Depuis son voyage dans le labyrinthe pour sauver son petit frère Toby des griffes du roi des gobelins Jareth, plus rien n'est pareil pour la jeune Sarah Williams. Ses rêves et ses pensées ne se tournent que vers lui, cet homme à l'aspect androgyne auquel on ne donne pas d'age.

Un jour Sarah veut littéralement mettre fin à son obsession avec Jareth et le Labyrinthe ... Sans suit des évenements irrévesibles auquels elle n'aurait jamais pu s'attendre !

Mon histoire est basée sur le film "Labyrinth" sortie en 1986. Les personnages appartiennent à Jim Henson ainsi qu'à David Bowie et Jennifer Connelly.

-La Reine Des Gobelins-

Chapitre 1 :

« L'obscurité de la nuit me ramène a son regard, ainsi que son contraire, la lumière, tellement la couleur de ses yeux fut indéfinissables …

Une forte incompréhension gagnait mon ventre qui me faisait mal durant le peu de temps ou nous nous sommes parlés. Mon cœur battait au son de sa voix tantôt menaçante tantôt louable. L'incompréhension me purge. Est-il normal d'éprouver de tels sentiments à l'égard d'un homme qui a kidnappé mon petit frère, m'a embarqué dans une aventure dangereuse, de plus qui semble ne ressembler à rien de réel. Pourtant il l'était. »

Ces mots étaient écrits sur un morceau de papier, relié à un cahier. Ils étaient lus par une dame de 50 ans -qui était la principale de Sarah- avec un air de révolte et de trouble.

-Mais voyons Sarah, qu'est ce que tout cela veut dire ? Tu es une bonne élève d'ordinaire, ce n'est pas en rêvassant en cours que tu nous le prouves pour écrire de telles choses en plus !

-C'est simplement un poème.

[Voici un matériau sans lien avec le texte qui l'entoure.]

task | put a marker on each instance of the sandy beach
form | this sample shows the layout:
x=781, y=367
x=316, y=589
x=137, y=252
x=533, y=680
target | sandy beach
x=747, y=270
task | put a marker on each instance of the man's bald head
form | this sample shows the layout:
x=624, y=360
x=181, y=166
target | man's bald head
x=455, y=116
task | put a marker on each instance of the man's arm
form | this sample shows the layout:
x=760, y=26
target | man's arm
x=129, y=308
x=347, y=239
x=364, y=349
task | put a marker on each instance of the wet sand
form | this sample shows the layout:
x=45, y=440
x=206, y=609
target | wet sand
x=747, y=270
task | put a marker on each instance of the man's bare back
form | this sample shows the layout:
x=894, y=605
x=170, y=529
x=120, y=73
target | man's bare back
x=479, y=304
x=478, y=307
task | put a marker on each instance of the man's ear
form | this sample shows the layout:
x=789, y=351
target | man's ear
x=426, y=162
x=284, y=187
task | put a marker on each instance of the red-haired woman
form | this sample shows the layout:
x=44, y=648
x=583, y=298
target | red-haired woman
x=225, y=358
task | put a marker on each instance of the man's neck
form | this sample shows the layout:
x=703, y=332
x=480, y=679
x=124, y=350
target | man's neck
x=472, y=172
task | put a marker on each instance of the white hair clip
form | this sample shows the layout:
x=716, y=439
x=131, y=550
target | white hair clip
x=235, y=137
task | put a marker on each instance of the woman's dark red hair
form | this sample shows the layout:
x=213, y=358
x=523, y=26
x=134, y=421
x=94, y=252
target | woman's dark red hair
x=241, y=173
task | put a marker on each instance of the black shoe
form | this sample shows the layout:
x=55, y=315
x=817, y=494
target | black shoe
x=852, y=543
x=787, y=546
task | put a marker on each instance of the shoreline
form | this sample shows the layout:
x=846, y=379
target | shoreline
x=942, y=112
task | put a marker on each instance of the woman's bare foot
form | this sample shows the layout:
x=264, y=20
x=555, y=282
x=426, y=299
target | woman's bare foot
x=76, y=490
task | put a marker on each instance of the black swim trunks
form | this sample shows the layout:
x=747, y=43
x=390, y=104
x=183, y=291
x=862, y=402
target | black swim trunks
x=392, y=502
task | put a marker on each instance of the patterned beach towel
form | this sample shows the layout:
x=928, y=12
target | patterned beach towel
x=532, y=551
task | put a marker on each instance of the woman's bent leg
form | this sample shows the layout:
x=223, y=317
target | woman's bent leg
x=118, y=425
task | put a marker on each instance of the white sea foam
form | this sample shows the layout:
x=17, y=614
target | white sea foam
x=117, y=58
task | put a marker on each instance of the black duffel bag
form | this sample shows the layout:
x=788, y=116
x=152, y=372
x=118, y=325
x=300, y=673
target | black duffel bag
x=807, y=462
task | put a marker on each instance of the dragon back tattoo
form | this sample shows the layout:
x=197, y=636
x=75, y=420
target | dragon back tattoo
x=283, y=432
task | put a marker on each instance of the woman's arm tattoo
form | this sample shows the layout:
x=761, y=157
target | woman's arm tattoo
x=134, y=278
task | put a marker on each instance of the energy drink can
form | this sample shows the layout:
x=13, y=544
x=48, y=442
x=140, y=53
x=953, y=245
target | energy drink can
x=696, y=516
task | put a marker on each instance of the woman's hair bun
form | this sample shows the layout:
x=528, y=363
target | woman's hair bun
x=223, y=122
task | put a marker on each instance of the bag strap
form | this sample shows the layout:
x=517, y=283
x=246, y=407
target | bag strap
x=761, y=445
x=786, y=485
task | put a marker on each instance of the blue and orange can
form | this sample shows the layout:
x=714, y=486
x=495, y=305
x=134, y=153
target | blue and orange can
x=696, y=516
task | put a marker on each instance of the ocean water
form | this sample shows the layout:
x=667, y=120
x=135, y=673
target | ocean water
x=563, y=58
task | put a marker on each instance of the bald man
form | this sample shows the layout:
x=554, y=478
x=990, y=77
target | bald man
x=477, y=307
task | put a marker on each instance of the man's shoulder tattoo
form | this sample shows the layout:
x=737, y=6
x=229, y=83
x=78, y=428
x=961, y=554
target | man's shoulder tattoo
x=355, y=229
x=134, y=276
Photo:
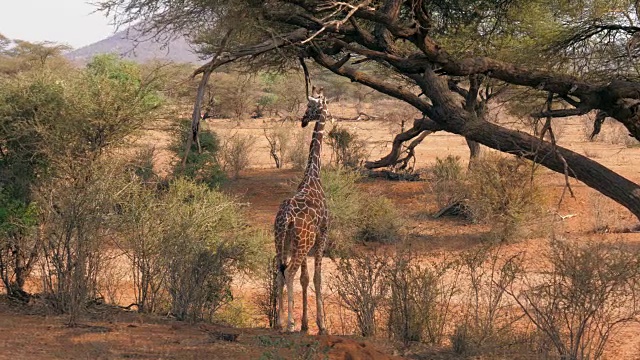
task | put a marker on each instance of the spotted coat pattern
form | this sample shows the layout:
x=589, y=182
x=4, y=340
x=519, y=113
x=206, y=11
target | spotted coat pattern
x=301, y=224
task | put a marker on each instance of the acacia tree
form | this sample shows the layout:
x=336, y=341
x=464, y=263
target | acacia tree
x=578, y=56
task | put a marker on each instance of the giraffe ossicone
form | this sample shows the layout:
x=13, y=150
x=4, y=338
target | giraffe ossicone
x=301, y=225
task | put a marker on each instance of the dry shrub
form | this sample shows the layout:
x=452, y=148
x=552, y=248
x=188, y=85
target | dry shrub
x=589, y=293
x=204, y=242
x=356, y=215
x=266, y=301
x=359, y=283
x=280, y=139
x=504, y=193
x=611, y=132
x=447, y=181
x=605, y=214
x=75, y=211
x=420, y=304
x=348, y=149
x=233, y=95
x=489, y=317
x=236, y=153
x=203, y=164
x=496, y=190
x=237, y=313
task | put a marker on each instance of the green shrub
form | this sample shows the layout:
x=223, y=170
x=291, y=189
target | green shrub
x=378, y=220
x=447, y=181
x=504, y=193
x=356, y=215
x=298, y=154
x=236, y=153
x=204, y=166
x=421, y=299
x=204, y=242
x=360, y=284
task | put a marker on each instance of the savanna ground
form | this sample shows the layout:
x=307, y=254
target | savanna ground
x=107, y=332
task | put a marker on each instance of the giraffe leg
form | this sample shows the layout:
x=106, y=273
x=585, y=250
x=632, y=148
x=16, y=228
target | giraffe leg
x=279, y=294
x=280, y=261
x=304, y=282
x=317, y=282
x=289, y=274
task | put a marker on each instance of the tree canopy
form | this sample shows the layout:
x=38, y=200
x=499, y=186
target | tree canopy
x=575, y=57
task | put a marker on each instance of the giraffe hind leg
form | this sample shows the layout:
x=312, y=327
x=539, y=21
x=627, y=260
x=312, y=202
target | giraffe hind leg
x=280, y=266
x=304, y=282
x=317, y=281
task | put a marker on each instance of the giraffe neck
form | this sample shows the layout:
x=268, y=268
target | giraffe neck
x=312, y=171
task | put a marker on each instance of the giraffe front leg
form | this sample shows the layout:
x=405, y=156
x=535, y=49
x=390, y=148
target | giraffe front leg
x=288, y=278
x=304, y=282
x=279, y=295
x=317, y=283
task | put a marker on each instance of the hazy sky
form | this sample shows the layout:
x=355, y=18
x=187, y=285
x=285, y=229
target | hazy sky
x=63, y=21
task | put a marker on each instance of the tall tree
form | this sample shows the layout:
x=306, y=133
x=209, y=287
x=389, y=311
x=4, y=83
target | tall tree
x=575, y=56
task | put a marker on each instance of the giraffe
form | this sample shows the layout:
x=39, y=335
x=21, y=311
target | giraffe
x=301, y=224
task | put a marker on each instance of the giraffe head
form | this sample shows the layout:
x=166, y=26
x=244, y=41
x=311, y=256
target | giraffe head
x=315, y=106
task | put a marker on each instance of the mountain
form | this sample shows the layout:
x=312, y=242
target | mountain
x=132, y=45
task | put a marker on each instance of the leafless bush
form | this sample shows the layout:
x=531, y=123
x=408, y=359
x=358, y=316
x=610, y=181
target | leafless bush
x=587, y=296
x=504, y=193
x=421, y=299
x=448, y=181
x=617, y=133
x=605, y=214
x=236, y=153
x=112, y=279
x=611, y=132
x=360, y=285
x=266, y=301
x=489, y=316
x=232, y=95
x=299, y=152
x=591, y=153
x=279, y=139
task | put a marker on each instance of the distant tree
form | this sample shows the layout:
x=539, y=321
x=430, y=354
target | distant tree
x=572, y=58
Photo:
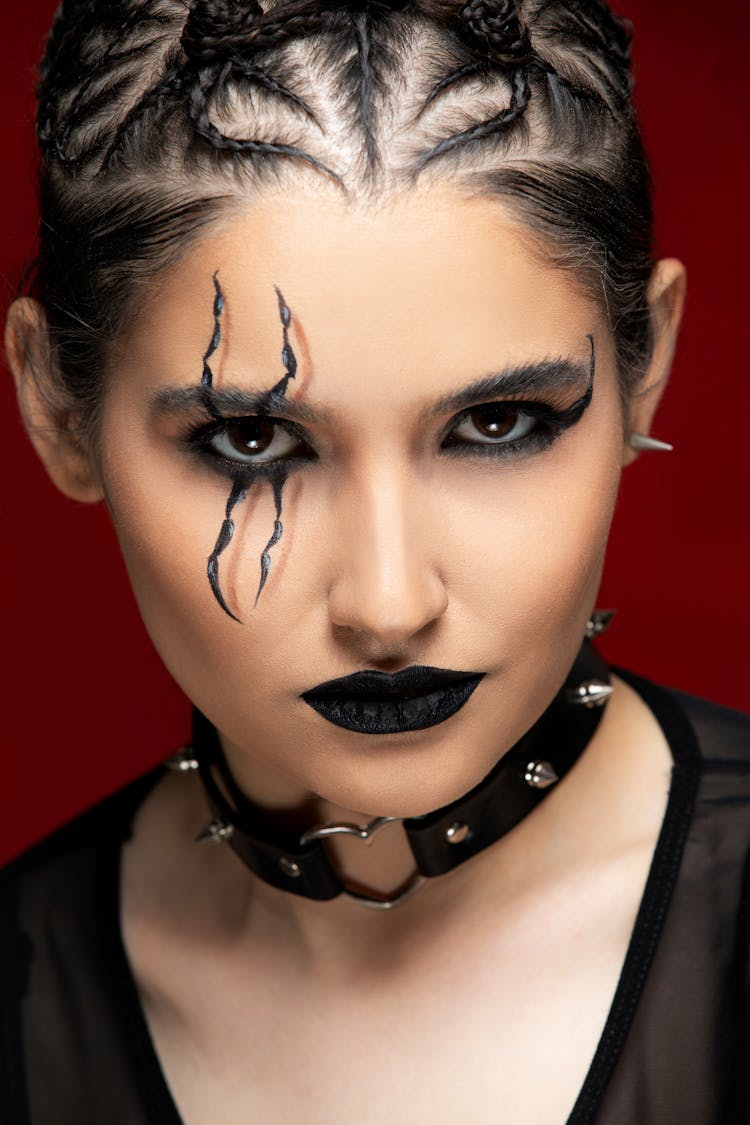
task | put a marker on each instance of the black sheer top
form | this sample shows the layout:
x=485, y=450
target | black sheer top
x=74, y=1045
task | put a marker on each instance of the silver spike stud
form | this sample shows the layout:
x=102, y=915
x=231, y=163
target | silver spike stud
x=643, y=443
x=541, y=775
x=599, y=622
x=458, y=833
x=182, y=762
x=215, y=833
x=590, y=694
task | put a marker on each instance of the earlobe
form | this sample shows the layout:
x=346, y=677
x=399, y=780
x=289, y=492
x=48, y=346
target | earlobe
x=666, y=295
x=50, y=421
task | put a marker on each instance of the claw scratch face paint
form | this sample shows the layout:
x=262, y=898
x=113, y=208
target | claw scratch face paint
x=207, y=378
x=450, y=489
x=240, y=487
x=279, y=390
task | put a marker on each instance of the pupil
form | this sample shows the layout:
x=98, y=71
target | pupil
x=252, y=437
x=495, y=421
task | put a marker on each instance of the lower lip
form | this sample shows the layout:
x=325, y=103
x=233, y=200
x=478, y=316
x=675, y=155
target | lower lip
x=396, y=716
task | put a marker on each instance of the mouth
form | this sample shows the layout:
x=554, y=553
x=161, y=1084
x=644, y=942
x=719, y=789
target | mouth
x=379, y=703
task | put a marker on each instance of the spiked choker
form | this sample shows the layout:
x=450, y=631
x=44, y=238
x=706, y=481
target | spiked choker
x=440, y=840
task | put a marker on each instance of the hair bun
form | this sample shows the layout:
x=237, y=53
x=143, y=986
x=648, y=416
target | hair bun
x=495, y=29
x=214, y=26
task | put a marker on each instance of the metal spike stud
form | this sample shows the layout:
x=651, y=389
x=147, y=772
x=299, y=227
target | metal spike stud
x=458, y=833
x=215, y=833
x=541, y=775
x=643, y=443
x=182, y=762
x=592, y=693
x=599, y=622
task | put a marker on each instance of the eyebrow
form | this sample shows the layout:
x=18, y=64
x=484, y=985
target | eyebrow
x=226, y=402
x=544, y=375
x=548, y=375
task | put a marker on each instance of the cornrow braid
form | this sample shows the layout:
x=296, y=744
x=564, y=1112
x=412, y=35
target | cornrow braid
x=156, y=115
x=500, y=123
x=497, y=30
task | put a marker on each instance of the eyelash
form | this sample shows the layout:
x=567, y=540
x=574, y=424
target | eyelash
x=551, y=422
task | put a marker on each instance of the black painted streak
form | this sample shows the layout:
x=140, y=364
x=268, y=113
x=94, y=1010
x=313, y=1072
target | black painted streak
x=278, y=531
x=237, y=494
x=288, y=357
x=279, y=390
x=207, y=378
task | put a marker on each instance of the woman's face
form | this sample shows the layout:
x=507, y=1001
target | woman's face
x=406, y=512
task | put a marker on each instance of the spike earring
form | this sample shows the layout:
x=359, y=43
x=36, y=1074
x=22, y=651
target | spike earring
x=643, y=443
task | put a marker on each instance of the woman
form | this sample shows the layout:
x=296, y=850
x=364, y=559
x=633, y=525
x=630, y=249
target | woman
x=350, y=316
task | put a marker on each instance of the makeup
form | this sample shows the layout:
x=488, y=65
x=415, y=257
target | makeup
x=279, y=390
x=237, y=494
x=378, y=703
x=238, y=487
x=278, y=531
x=241, y=485
x=207, y=378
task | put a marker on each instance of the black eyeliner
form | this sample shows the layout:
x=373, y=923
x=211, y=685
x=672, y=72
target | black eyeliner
x=240, y=487
x=277, y=393
x=553, y=422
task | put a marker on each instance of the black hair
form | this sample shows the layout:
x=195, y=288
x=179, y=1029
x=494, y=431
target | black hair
x=155, y=116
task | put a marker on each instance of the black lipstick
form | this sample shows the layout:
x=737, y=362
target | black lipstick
x=379, y=703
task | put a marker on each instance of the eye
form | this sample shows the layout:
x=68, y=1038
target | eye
x=255, y=440
x=491, y=424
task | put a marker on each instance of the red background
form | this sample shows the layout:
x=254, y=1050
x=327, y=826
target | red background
x=87, y=703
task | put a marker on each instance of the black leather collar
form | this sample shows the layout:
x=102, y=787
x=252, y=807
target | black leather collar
x=440, y=840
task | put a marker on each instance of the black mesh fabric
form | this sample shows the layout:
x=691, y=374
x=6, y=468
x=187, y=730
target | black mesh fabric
x=74, y=1046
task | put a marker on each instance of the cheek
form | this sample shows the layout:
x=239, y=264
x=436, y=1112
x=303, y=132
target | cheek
x=168, y=520
x=533, y=540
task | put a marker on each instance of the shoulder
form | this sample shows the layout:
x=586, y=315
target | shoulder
x=108, y=820
x=696, y=726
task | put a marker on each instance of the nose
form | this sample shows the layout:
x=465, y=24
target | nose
x=387, y=587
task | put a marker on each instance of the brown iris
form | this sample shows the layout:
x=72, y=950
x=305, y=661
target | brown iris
x=495, y=421
x=251, y=435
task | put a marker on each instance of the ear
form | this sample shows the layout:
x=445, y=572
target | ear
x=666, y=303
x=51, y=424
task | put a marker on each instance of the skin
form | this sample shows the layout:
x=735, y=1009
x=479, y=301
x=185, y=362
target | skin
x=392, y=554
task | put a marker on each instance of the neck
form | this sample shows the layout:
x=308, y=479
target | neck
x=319, y=864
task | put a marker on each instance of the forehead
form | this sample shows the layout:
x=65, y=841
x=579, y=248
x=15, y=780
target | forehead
x=428, y=277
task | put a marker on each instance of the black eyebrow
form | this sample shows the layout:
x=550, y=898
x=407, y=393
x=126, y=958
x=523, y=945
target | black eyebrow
x=527, y=378
x=232, y=402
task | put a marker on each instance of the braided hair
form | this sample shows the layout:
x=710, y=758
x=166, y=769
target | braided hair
x=154, y=116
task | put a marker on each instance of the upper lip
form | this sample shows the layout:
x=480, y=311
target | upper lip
x=382, y=685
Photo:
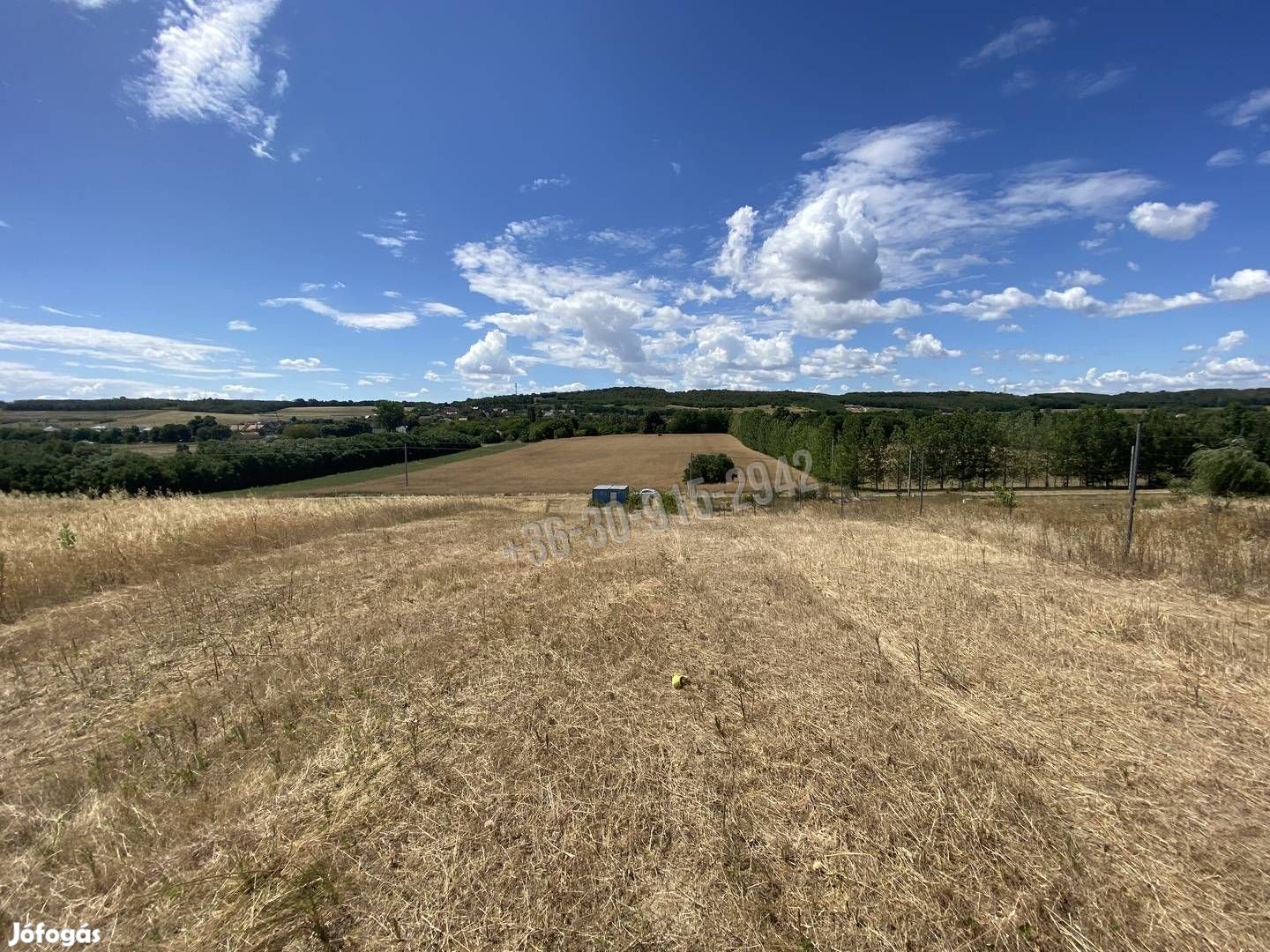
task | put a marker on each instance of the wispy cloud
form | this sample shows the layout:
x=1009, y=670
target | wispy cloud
x=205, y=66
x=394, y=234
x=1019, y=81
x=441, y=309
x=1091, y=84
x=392, y=320
x=1226, y=159
x=303, y=365
x=1247, y=109
x=1025, y=34
x=554, y=182
x=116, y=346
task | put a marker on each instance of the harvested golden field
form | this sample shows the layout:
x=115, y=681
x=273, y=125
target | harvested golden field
x=574, y=465
x=895, y=734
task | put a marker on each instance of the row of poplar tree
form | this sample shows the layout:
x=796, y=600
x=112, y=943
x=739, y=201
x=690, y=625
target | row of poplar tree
x=966, y=450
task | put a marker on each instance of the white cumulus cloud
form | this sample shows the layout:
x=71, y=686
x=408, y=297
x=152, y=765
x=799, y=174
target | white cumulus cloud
x=1172, y=222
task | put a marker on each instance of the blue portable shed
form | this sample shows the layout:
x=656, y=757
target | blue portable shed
x=609, y=493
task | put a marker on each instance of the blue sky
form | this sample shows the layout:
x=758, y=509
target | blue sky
x=272, y=198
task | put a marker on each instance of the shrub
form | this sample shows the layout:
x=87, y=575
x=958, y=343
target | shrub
x=1005, y=496
x=709, y=467
x=1229, y=471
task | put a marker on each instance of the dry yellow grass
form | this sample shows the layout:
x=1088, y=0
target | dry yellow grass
x=121, y=539
x=894, y=738
x=573, y=465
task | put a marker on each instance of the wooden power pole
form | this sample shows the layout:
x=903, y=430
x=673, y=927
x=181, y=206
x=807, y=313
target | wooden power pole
x=921, y=484
x=1133, y=485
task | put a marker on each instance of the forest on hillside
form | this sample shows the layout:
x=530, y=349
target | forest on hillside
x=964, y=450
x=625, y=398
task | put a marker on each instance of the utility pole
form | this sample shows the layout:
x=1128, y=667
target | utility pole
x=406, y=455
x=921, y=484
x=1133, y=485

Répondit calmement mais sur la défensive la jeune Sarah habillée de son uniforme d'étudiante.

-J'aimerai en être sur Mademoiselle Williams, il nous est permit de nous questionner et d'être inquiet quant à votre récit « poétique ».

-Il n'y a pas à s'inquiéter c'est seulement sortis de mon imagination …

-Drôle d'imagination … murmure elle, s'en suit un long silence pendant qu'elle relisait les mots de Sarah, puis elle poursuivit vous parlé manifestement d'un individu qui vous plait beaucoup, qui a kidnappé votre petit frère ? Permettez moi de vous le dire mais vous étés une petite dévergondée ! Est-ce bien de la fiction ?

- … Oui. Répondit elle en insistant avec ses yeux grands ouverts suppliant d'arrêter l'interrogatoire.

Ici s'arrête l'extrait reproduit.